Prove:
$$\frac{(a \land b) \rightarrow (b \leftrightarrow c)}{\therefore a \rightarrow(b \rightarrow c)}$$
My conclusion:
$1.\space(a \land b) \rightarrow (b \leftrightarrow c) \qquad Premise.$
$\boxed{ 2. \space a \qquad \qquad Assumption. \\ \boxed{3. \space b \qquad \qquad Assumption. \\ 4. \space a \land b \qquad \land-intro\space(2,3)\\ 5. \space b \leftrightarrow c \qquad \rightarrow-elim(1,4) \\ 6. \space c \qquad \qquad \leftrightarrow-elim(3,5)} \\7. \space b \rightarrow c \qquad \rightarrow -intro (3-6)
}$
$8. \space a \rightarrow (b\rightarrow c) \quad \rightarrow-intro(2-7)$
Here I am asking to see if my steps to the conclusion are right. I am not super clear on the "correct" way to go about this problem. I know that I am assuming things to be true and drawing conclusions based on what I have assumed and what comes out with the statements I deduct from.
Some insight on this problem and if someone could validate my work would me very helpful.

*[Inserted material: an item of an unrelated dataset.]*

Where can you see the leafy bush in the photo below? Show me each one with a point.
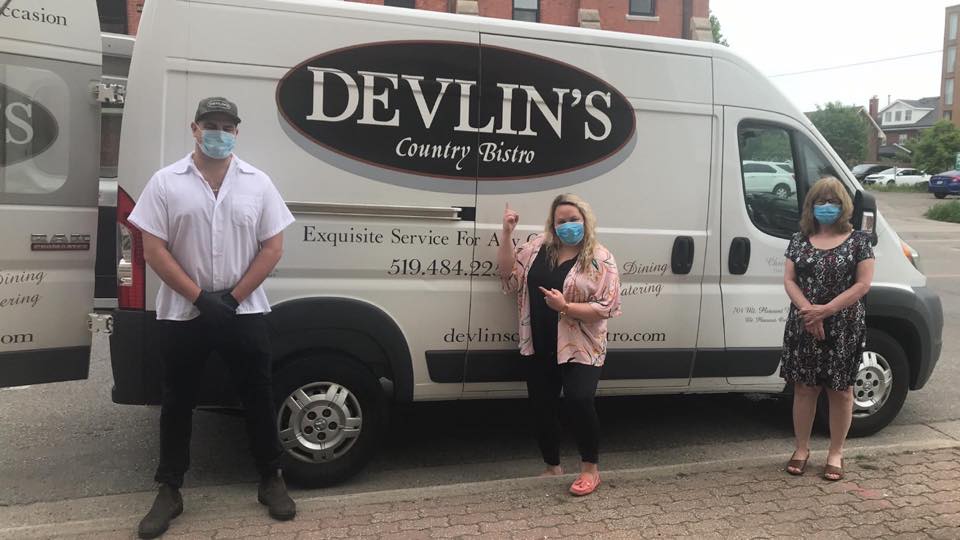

Your derivation is correct. The assumtions are perfect, since your conlusion has only (→) you have to use the "practical rule" of I→ that states: "assume the antecedent of the formula you want to derivate and try to derivate the consequent". In this case you had to do it twice since your conclusion is (a →(b → c)). You have to assume (a) and try to derivate (b → c) and in order to get (b → c) you have to assume (b) and try to get (c).